Rz. 169
Mit der Reform 2004 wurde für gesellschaftsrechtliche Streitigkeiten erstmalig in umfangreicher Weise ein Streitbeilegungs- und schiedsrichterliches Verfahren eingeführt, welches zu schnelleren Entscheidungen im Vergleich mit der ordentlichen Gerichtsbarkeit führen soll. Dieses schiedsrichterliche Verfahren (procedimento arbitrale), das neben das schiedsrichterliche Verfahren gem. Art. 806 f. c.p.c. (codice di procedura civile – Zivilprozessordnung) tritt, kann in der Gründungsurkunde vorgesehen werden; dabei sind wesentlichen Angaben festzulegen, z.B. Anzahl und Art der Bestellung der Schiedsrichter.

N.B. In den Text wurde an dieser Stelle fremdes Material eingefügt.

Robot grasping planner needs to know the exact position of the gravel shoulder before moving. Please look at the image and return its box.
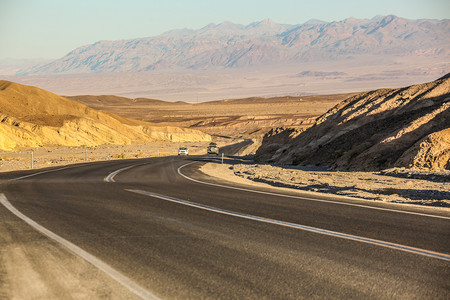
[200,160,450,208]
[0,205,139,299]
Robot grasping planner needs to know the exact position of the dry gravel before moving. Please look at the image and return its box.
[201,161,450,207]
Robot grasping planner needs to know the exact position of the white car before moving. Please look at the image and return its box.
[178,147,189,155]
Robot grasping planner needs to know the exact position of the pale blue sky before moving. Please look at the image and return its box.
[0,0,450,59]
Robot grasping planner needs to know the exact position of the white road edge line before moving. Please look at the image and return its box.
[10,164,86,181]
[0,193,160,300]
[126,189,450,261]
[178,161,450,220]
[103,163,149,182]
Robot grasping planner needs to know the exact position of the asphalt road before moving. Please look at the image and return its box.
[0,157,450,299]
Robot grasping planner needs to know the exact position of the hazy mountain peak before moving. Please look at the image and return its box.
[303,19,327,25]
[18,15,450,75]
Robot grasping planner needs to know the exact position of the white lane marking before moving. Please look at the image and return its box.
[10,164,86,181]
[0,193,159,299]
[103,163,149,182]
[126,189,450,261]
[178,161,450,220]
[103,165,137,182]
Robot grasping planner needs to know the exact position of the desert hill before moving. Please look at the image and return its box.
[68,94,355,138]
[0,80,210,150]
[256,75,450,170]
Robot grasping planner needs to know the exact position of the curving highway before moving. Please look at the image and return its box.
[0,156,450,299]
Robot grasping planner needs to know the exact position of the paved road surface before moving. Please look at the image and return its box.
[0,156,450,299]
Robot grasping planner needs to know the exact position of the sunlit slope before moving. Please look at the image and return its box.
[0,81,210,150]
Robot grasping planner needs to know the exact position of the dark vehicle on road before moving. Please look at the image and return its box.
[208,142,219,155]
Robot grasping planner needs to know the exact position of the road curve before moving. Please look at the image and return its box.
[0,156,450,299]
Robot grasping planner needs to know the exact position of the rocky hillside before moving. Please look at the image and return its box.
[68,94,354,138]
[256,75,450,170]
[19,15,450,74]
[0,80,211,150]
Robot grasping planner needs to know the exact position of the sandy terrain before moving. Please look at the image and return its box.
[0,55,449,103]
[69,93,355,137]
[201,160,450,207]
[0,140,220,172]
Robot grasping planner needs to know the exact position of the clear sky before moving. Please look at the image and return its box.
[0,0,450,59]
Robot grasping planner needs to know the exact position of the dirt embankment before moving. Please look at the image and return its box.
[256,75,450,170]
[0,81,211,150]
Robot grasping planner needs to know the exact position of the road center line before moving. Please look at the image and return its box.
[0,193,159,300]
[126,189,450,261]
[178,161,450,220]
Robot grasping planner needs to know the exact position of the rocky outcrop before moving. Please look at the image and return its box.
[0,81,211,150]
[256,75,450,170]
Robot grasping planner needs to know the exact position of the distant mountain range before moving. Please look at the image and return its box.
[18,15,450,75]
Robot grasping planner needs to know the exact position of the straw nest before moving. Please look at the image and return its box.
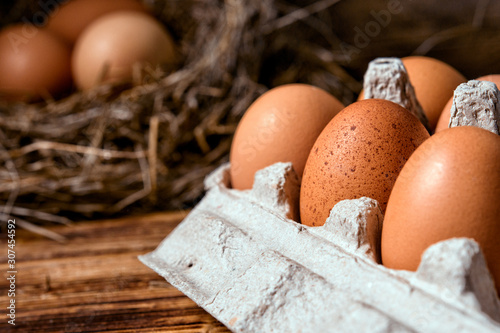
[0,0,498,236]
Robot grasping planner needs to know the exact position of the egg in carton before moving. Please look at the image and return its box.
[140,163,500,332]
[140,58,500,332]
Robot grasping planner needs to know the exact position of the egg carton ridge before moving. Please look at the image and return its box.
[139,163,500,332]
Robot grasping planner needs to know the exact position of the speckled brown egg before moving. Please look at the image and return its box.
[382,126,500,290]
[401,56,467,130]
[229,84,344,190]
[436,74,500,133]
[300,99,429,226]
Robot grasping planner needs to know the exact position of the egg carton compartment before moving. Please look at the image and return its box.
[139,163,500,332]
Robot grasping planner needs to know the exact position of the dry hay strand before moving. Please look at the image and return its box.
[0,0,366,238]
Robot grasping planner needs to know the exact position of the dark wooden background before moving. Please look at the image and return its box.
[0,212,229,333]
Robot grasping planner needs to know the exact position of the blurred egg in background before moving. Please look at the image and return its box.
[47,0,147,45]
[0,24,71,101]
[72,11,176,89]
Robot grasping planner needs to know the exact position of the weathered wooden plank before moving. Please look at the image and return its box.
[0,211,228,332]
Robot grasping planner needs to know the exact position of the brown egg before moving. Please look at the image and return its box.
[72,12,176,89]
[382,126,500,290]
[0,24,71,101]
[401,56,467,130]
[229,84,344,190]
[300,99,429,226]
[46,0,146,45]
[436,74,500,133]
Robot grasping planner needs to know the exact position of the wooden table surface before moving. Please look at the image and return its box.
[0,212,229,332]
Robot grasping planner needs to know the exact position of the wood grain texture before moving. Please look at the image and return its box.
[0,212,229,333]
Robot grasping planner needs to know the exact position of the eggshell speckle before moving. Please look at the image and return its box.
[230,84,344,190]
[401,56,467,130]
[0,24,71,101]
[72,11,176,89]
[436,74,500,133]
[382,126,500,290]
[300,99,429,226]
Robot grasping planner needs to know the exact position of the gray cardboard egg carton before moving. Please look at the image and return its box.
[140,163,500,333]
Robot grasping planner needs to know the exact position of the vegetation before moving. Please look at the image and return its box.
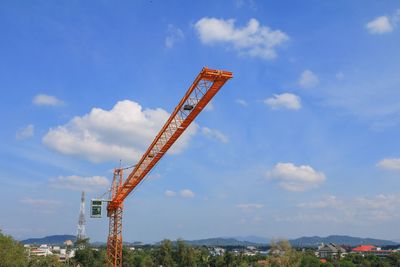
[0,232,400,267]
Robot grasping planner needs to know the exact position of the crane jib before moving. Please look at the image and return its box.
[108,68,233,210]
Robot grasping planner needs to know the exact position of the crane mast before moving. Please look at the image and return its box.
[107,67,233,267]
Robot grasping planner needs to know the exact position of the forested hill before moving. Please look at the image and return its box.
[21,235,76,245]
[290,235,397,247]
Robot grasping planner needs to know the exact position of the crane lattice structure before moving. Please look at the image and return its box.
[107,68,233,267]
[76,191,86,241]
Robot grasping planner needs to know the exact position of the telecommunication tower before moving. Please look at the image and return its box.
[76,191,86,241]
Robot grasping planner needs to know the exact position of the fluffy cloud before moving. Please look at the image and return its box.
[49,175,109,192]
[194,18,289,59]
[235,99,248,107]
[264,93,301,110]
[365,16,393,34]
[267,163,326,191]
[32,94,64,106]
[201,127,229,143]
[15,124,35,140]
[43,100,197,162]
[180,189,194,198]
[236,203,264,211]
[377,158,400,171]
[290,194,400,224]
[365,9,400,34]
[164,190,176,197]
[165,24,184,48]
[297,196,343,209]
[299,70,319,88]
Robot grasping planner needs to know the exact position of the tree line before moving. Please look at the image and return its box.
[0,231,400,267]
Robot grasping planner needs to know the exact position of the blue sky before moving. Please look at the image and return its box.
[0,0,400,241]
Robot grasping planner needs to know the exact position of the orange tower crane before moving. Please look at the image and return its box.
[107,67,233,267]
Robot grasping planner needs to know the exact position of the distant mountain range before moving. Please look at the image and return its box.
[290,235,398,247]
[21,235,399,247]
[21,235,76,245]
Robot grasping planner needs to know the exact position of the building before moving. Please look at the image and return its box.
[351,245,392,257]
[316,243,347,259]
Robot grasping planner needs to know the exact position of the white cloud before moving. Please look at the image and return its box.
[297,196,343,209]
[264,93,301,110]
[201,127,229,144]
[15,124,35,140]
[32,94,64,106]
[43,100,197,162]
[164,190,176,197]
[267,163,326,191]
[294,194,400,224]
[236,203,264,211]
[49,175,109,192]
[165,24,184,48]
[365,16,393,34]
[235,99,248,107]
[180,189,194,198]
[365,9,400,34]
[194,17,289,59]
[299,70,319,88]
[377,158,400,171]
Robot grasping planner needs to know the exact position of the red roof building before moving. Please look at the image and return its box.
[353,245,377,252]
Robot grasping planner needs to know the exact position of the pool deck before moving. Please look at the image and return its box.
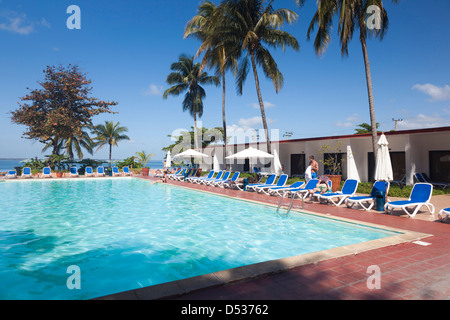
[135,178,450,300]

Anders als in Art. 810 c.p.c, welcher die Bestellung von Schiedsrichtern den Parteien überlassen kann, erfolgt die Bestellung nach dem neuen Verfahren stets durch Personen oder Institutionen außerhalb der Gesellschaft. Wenn die Gründungsurkunde diese Personen oder Institutionen nicht festlegt, erfolgt die Bestellung der Schiedsrichter durch den Präsidenten des Landgerichts am Sitz der Gesellschaft.
Rz. 170
Die Schiedsklausel ist für alle Gesellschafter bindend, auch für solche, bei denen die Frage des Gesellschafterstatus gerade Gegenstand des Streits ist. Die Entscheidung über die Einfügung oder Streichung der Schiedsklausel bedarf der Mehrheit von zwei Dritteln der Gesellschafter. Die Gesellschafter, die dagegen gestimmt haben oder abwesend waren, haben ein Austrittsrecht. Wenn die Anwesenheit des Staatsanwalts nicht vorgeschrieben ist, kann sich die Schiedsgerichtsbarkeit auf einige oder alle Streitigkeiten zwischen den Gesellschaftern oder zwischen ihnen und der Gesellschaft erstrecken sowie auf Streitigkeiten mit Geschäftsführern, Liquidatoren und Rechnungsprüfer. Für diese wird die Schiedsklausel bindend, sobald sie ihr Amt annehmen. Ferner kann so die Wirksamkeit von Gesellschafterbeschlüssen überprüft werden (Art. 36).
Rz. 171
Die Schiedsklage ist beim Handelsregister einzureichen, so dass alle interessierten Kreise, z.B. andere Gesellschafter aber auch Dritte, hiervon Kenntnis nehmen und dem Verfahren ggf. beitreten können. Die Teilnahme anderer Gesellschafter kann gem. Art. 106, 107 c.p.c. erzwungen werden.
Rz. 172
Im Gegensatz zu Art. 822 c.p.c., welcher den Parteien ermöglicht, die Schiedsrichter zu ermächtigen, nicht nach den gesetzlichen Bestimmungen, sondern nur nach billigem Ermessen zu entscheiden, ist beim gesellschaftsrechtlichen schiedsrichterlichen Verfahren vorgesehen, dass nach geltendem Recht zu entscheiden ist und der Schiedsspruch überprüfbar sein muss, auch bei anderslautender Schiedsklausel, wenn die Schiedsrichter über Angelegenheiten, die nicht Objekt eines solchen Verfahrens sein können, bzw. über die Wirksamkeit eines Gesellschafterbeschlusses entscheiden (Art. 36).
Rz. 173
Es wurden ferner bei GmbH und Personengesellschaften sogenannte "wirtschaftliche Schiedsgutachterverfahren" (arbitraggio economico) eingeführt, um Konflikte, die im Rahmen der Geschäftsführung entstanden sind, zu lösen (Art. 37). Die Gründungsurkunde hat dabei die Modalitäten für die Einberufung und Zusammensetzung dieses Schiedsgutachtergremiums oder einzelner Schiedsgutachter zu regeln. Der Schiedsgutachterspruch ist nur mit der Begründung angreifbar, dass die Schiedsgutachter absichtlich zum Nachteil einer Partei gehandelt haben (Art. 1349 c.c.).